You see, if this were a personal (and less public) blog, animal rights would be the last thing I'd be writing about today. I'd write about what's happening with my hospitalized grandpa and the trip I made by train to see him yesterday; I'd write about what the last year has been like for him and for my grandma, and by extension for the rest of the family and for me. I'd write about what it's like to be part of a close-knit family to which you feel close in some ways but from which you are strikingly different in most ways; I'd write about the frustration of having my green ways of living and my compassion for animals regularly mocked, by family, by friends, by strangers. I'd write about the financial and emotional complications of my life that are causing me stress and distracting me.
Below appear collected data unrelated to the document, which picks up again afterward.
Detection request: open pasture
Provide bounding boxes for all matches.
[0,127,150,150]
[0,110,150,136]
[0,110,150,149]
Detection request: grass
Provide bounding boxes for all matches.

I'd write about a broken heart and crises of confidence.

I'd write about Chance, my elderly corgi lab companion, and her recent maladies and how scared I am of losing her in the next year or two and what she has meant to me since I found her. I'd write about Mabel, my foster(?) pit bull whom I adore but who has absolutely run my life for the last year, and about how much I need miracle progress for her and a break for me. I'd write about how tired I am of having to defend her to people who think they know more about pit bulls than I do, despite the fact that they get their information solely from a sensationalized news story now and then, and I've gotten mine from really learning about dogs in general, about pit bulls, and about specifically the wonderful, loving, and, yes, traumatized and fearful dog who shares my home.

I'd write about my frustrations with health care systems and educational systems and the way we as a society, and as individuals, treat our elderly. I'd write about the chance that's slipping away from me to find lost records and lost memories in Madison, Wisconsin, of the woman whose institutionalization and lobotomy changed the course of a family's history. I'd write about what the journey of exploration and understanding of this story in recent years has meant for me and why I'm doing it. I'd write about how that research and that someday-book was my priority pre-appearance of Mabel in my neighborhood last year and pre-animal rights blogging.

But not only do I not write about all these things on this animal rights blog; I do not write about them elsewhere anymore (e.g., on a personal blog) either, not even when I feel the compelling need to. I barely even talk about them. One reason? Time. When I'm not blogging at Change.org, I need to be editing (my "real" job) or taking care of dogs.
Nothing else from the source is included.